The Act also provides that resolutions of the board can be passed by way of written resolutions and that written resolutions are as valid as if the resolutions had been passed at a meeting duly convened and held. For a written resolution to be valid, all the directors must sign the written resolution whereas at a physical meeting a resolution is passed by a simple majority. A written resolution can be signed in counterparts and the resolution will take effect from when it is signed by the last director. Again this provision of the Act is an optional one, the constitution of the company will need to be checked to ensure that written resolutions are not dis-applied in any way.
As AGM season is fast approaching, companies need to implement contingency plans in light of the spread of COVID-19, this is particularly important where the board of directors and shareholders are internationally based. Single member companies or private companies limited by shares may be in a position to dispense with the holding of their AGM where all members entitled to attend and vote at general meetings before the latest date for holding that meeting, sign a written resolution approving all such business of the relevant AGM. The resolutions are deemed to be passed on the date the last member signs.
In the absence of the option to dispense with your AGM, another option is a Hybrid general meeting which is essentially a physical meeting that facilitates members to participate by electronic means. The Act provides that a general meeting may be held in 2 or more venues (whether inside or outside the State) at the same time using any technology that provides members, as a whole, with a reasonable opportunity to participate. Appropriate technology should be sourced and clear instructions on how to participate should be included in the notice of the meeting.

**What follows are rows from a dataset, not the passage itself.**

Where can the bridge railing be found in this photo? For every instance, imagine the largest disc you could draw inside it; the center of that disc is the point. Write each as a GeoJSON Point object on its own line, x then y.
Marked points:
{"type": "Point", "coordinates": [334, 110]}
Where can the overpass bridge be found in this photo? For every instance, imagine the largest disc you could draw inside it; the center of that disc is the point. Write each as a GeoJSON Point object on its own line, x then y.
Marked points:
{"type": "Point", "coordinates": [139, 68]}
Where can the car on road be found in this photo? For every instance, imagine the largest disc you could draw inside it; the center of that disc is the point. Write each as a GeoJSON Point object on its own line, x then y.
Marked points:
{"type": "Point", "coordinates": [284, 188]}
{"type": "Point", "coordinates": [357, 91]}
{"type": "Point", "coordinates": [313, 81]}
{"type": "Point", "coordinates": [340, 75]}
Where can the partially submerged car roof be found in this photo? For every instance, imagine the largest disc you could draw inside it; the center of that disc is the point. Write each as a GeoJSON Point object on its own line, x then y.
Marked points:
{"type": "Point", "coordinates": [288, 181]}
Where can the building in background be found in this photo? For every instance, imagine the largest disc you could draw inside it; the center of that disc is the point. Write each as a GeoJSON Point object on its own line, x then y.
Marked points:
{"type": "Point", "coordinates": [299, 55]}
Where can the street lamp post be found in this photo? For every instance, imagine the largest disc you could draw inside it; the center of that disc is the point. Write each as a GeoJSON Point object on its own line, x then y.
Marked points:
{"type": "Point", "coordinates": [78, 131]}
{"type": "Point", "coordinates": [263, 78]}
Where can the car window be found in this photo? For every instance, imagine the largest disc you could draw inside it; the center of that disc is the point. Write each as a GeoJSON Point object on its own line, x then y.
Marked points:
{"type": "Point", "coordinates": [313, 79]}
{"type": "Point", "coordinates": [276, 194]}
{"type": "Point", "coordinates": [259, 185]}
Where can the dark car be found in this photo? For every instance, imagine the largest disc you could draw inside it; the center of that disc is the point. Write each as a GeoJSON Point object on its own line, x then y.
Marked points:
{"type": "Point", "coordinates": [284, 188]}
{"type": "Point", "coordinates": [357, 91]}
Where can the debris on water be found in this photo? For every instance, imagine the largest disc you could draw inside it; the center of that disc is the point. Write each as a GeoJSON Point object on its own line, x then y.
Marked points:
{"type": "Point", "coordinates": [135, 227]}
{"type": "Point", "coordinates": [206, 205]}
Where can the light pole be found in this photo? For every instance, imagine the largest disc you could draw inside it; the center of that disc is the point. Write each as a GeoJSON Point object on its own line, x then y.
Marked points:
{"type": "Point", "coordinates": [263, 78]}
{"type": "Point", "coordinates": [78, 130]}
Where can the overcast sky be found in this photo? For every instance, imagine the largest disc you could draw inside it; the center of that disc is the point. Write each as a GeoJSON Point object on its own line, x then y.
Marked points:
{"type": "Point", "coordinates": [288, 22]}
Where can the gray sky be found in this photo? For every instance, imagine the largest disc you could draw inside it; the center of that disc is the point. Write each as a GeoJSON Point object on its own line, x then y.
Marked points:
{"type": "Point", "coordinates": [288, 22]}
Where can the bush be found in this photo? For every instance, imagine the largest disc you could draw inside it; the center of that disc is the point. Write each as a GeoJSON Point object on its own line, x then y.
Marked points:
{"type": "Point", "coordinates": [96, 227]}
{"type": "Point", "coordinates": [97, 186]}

For companies that cannot dispense with their AGM’s or hold their AGM’s by way of technological means, companies may need to consult their constitutional documents to consider whether delaying, postponing or adjourning the AGM are short term options. It is anticipated that government intervention will prohibit such an event for the near future at the least however communication is key at a time of crisis and companies need to keep their shareholders informed and up to date on measures to reduce the spread of COVID-19.
As the business of the AGM includes the declaration of a final dividend, delaying, postponing or adjourning the AGM may result in the company’s final dividend not being paid by the expected date. Should the timing of the dividend be vital, the company may need to consider the payment of an interim dividend however in such a situation it is always advisable to consult your tax advisors in advance of such a decision being made.

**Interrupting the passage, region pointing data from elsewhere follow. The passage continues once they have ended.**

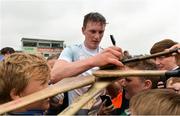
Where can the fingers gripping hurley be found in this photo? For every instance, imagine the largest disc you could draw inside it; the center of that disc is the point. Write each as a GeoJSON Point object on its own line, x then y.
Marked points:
{"type": "Point", "coordinates": [82, 100]}
{"type": "Point", "coordinates": [60, 87]}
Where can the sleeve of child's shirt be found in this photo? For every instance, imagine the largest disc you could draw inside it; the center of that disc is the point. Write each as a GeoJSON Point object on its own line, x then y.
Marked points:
{"type": "Point", "coordinates": [66, 54]}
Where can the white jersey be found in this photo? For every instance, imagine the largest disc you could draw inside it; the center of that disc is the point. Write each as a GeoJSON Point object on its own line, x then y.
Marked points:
{"type": "Point", "coordinates": [75, 53]}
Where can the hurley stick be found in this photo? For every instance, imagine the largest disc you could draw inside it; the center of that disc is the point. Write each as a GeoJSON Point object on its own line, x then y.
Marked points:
{"type": "Point", "coordinates": [60, 87]}
{"type": "Point", "coordinates": [82, 100]}
{"type": "Point", "coordinates": [121, 73]}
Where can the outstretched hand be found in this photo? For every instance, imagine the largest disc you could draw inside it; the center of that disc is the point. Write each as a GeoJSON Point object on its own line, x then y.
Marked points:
{"type": "Point", "coordinates": [110, 55]}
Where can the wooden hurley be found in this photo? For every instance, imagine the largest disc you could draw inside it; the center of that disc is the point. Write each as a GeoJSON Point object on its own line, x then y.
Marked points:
{"type": "Point", "coordinates": [121, 73]}
{"type": "Point", "coordinates": [60, 87]}
{"type": "Point", "coordinates": [82, 100]}
{"type": "Point", "coordinates": [140, 58]}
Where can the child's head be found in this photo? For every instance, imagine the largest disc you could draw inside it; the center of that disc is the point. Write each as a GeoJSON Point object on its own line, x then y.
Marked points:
{"type": "Point", "coordinates": [22, 74]}
{"type": "Point", "coordinates": [155, 102]}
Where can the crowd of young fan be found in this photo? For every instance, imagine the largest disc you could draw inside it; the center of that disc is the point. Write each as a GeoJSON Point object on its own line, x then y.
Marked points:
{"type": "Point", "coordinates": [22, 74]}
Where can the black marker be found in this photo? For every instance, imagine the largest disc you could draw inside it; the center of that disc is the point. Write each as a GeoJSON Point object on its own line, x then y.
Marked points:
{"type": "Point", "coordinates": [113, 40]}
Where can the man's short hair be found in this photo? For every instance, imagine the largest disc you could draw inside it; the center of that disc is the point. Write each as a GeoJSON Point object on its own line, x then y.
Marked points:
{"type": "Point", "coordinates": [94, 17]}
{"type": "Point", "coordinates": [7, 50]}
{"type": "Point", "coordinates": [162, 45]}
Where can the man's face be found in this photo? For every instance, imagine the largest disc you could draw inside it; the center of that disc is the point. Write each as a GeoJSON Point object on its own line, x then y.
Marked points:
{"type": "Point", "coordinates": [34, 86]}
{"type": "Point", "coordinates": [165, 62]}
{"type": "Point", "coordinates": [132, 86]}
{"type": "Point", "coordinates": [93, 33]}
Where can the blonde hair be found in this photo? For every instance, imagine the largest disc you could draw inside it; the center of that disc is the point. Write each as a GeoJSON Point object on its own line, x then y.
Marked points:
{"type": "Point", "coordinates": [16, 71]}
{"type": "Point", "coordinates": [155, 102]}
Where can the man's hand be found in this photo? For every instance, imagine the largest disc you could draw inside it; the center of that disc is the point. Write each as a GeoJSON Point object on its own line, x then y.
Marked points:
{"type": "Point", "coordinates": [111, 55]}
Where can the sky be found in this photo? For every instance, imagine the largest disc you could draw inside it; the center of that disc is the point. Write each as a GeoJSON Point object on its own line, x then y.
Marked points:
{"type": "Point", "coordinates": [135, 24]}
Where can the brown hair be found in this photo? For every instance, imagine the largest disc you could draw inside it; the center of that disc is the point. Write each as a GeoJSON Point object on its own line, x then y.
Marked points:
{"type": "Point", "coordinates": [16, 71]}
{"type": "Point", "coordinates": [94, 17]}
{"type": "Point", "coordinates": [155, 102]}
{"type": "Point", "coordinates": [145, 65]}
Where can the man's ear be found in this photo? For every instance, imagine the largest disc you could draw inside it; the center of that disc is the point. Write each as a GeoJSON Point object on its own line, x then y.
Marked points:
{"type": "Point", "coordinates": [14, 94]}
{"type": "Point", "coordinates": [147, 84]}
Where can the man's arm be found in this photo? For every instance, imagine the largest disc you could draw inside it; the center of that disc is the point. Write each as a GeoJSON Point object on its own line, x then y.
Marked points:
{"type": "Point", "coordinates": [63, 69]}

Summary Approval Procedures
A copy of the declaration made by the directors for the purpose of the restricted activity together with the statutory notification must be submitted to the CRO within 21 days after the date on which the restricted activity is commenced, failure to do so will invalidate the process. While the CRO remain closed, they have introduced an interim process to allow for the submission of Summary Approval Procedures to a dedicated email address and that this will constitute compliance with the Act.
Voluntary Strike Off
The CRO have confirmed that all strike off steps and procedures have been suspended until after the 30th June 2020.

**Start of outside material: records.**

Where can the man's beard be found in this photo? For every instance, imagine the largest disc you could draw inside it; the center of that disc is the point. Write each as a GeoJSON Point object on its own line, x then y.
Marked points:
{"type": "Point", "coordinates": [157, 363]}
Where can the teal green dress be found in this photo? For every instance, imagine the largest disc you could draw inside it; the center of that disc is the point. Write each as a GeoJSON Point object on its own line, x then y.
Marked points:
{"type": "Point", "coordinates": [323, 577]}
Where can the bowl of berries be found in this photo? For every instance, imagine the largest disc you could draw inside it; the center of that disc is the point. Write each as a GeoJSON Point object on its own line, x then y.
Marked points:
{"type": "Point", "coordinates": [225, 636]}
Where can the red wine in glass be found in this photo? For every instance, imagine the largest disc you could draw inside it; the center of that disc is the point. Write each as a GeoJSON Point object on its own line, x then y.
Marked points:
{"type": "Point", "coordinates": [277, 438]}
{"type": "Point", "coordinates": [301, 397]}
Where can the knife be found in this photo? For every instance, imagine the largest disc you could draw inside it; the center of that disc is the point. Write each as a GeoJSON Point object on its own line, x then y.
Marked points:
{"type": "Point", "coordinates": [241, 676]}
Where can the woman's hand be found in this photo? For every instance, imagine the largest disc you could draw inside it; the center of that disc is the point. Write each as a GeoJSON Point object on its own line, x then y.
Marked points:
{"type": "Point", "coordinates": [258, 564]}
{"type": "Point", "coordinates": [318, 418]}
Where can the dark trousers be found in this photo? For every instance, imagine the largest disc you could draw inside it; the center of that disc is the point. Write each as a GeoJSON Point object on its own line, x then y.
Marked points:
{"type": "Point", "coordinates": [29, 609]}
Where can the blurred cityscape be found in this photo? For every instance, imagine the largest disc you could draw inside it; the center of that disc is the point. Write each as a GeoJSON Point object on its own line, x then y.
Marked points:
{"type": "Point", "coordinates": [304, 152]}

Any company that may be affected by the COVID-19, can apply for a three month extension however please note that the application has to be made in advance of the filing deadline and any company that has already extended their filing deadline, or shortened their accounting reference period, may not be eligible for an extension. In cases where a company is considered late at present, the Registrar will consider appeals based upon COVID-19 circumstances such as ill health however such appeals will be treated on a case by case basis and at the full discretion of the Registrar.